William Stott (1857 - 1900) was a painter born in Oldham, Lancashire, England.
He was born on the 20 November 1857, the son of an Oldham cotton mill owner.
After studying in Oldham and Manchester School of Art[1] he went to Paris and studied under the French painter Jean-Léon Gérôme.[2] He achieved rapid success, exhibiting regularly at the Paris Salon. He was an influential member of the artists' colony at Grez-sur-Loing which was popular with English, Irish, Scottish and American artists. It was here that he painted Le Passeur, now obtained by the Tate. In 1889 he held a one-man show at the Durand-Ruel Gallery, famous for its showing of the French Impressionists.
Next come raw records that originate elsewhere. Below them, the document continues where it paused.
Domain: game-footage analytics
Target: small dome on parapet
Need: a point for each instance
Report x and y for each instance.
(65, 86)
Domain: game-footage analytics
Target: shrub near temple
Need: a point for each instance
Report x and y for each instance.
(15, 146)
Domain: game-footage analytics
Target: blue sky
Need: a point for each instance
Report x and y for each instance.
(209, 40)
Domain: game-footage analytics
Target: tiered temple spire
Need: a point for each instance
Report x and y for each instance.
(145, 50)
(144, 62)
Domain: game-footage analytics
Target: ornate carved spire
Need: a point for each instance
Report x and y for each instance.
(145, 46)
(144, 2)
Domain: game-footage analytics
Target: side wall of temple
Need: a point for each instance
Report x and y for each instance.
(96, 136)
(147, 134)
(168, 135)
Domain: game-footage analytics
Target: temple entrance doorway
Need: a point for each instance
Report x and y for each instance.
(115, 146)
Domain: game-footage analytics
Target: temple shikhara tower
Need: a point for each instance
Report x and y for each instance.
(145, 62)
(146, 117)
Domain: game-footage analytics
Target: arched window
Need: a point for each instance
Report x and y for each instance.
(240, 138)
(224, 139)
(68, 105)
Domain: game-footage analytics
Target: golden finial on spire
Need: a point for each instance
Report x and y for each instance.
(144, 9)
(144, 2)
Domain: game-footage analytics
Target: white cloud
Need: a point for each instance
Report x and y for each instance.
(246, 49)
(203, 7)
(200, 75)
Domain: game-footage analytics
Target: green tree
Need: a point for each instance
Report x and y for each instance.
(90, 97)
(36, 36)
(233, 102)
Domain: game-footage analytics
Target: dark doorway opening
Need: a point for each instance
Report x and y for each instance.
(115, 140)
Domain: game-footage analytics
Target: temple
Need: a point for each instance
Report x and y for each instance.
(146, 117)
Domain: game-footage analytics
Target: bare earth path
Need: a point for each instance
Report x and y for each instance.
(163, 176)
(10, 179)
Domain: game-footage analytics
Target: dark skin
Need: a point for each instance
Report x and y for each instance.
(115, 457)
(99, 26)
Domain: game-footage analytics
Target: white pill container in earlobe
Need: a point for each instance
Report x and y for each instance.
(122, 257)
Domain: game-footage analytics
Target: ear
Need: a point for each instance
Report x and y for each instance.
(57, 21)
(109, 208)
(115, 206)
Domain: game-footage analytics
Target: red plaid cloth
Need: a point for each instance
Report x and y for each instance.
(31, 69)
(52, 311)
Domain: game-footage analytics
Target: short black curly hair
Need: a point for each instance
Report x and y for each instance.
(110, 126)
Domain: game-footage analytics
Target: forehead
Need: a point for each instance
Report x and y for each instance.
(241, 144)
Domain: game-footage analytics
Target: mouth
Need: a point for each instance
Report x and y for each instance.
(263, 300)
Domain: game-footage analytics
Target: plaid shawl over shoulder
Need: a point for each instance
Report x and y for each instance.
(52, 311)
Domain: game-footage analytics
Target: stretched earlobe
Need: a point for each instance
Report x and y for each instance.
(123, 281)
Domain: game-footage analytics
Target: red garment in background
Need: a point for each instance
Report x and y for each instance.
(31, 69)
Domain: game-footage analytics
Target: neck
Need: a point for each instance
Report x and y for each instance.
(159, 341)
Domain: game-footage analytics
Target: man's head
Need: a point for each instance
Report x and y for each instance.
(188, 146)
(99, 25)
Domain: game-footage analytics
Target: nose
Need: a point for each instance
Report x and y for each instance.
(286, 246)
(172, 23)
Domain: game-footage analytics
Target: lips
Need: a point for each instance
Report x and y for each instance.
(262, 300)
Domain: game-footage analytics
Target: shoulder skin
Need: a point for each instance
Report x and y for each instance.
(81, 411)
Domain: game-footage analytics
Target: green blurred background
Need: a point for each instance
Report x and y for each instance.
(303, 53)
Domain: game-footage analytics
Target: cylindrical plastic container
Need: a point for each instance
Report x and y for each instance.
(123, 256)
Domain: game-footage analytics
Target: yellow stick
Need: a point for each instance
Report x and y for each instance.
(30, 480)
On his return to England he became a follower and close friend of the painter James Abbott McNeill Whistler, until his painting of Whistler's mistress depicted naked as 'Venus Born of the Sea Foam' caused a rift between them.[3]
For much of his career, Stott painted landscapes, but during the late 1880s began to move towards pictures involving classical figures and allegorical themes, such as The Nymph of 1886, and The Birth of Venus of 1887. He worked in oils, watercolours and pastels, a medium appropriate to his atmospheric post Impressionistic style.
From the year 1882, Stott always signed himself 'of Oldham' – both to distinguish himself from another Lancastrian son of a mill-owner, Edward Stott ARA (1855 - 1918) and to acknowledge his proud Oldham roots.
Walter Richard Sickert described him as "one of the two greatest living painters of the world."[4]
He died unexpectedly whilst travelling on a ferry from London to Belfast on 25 February 1900.[5]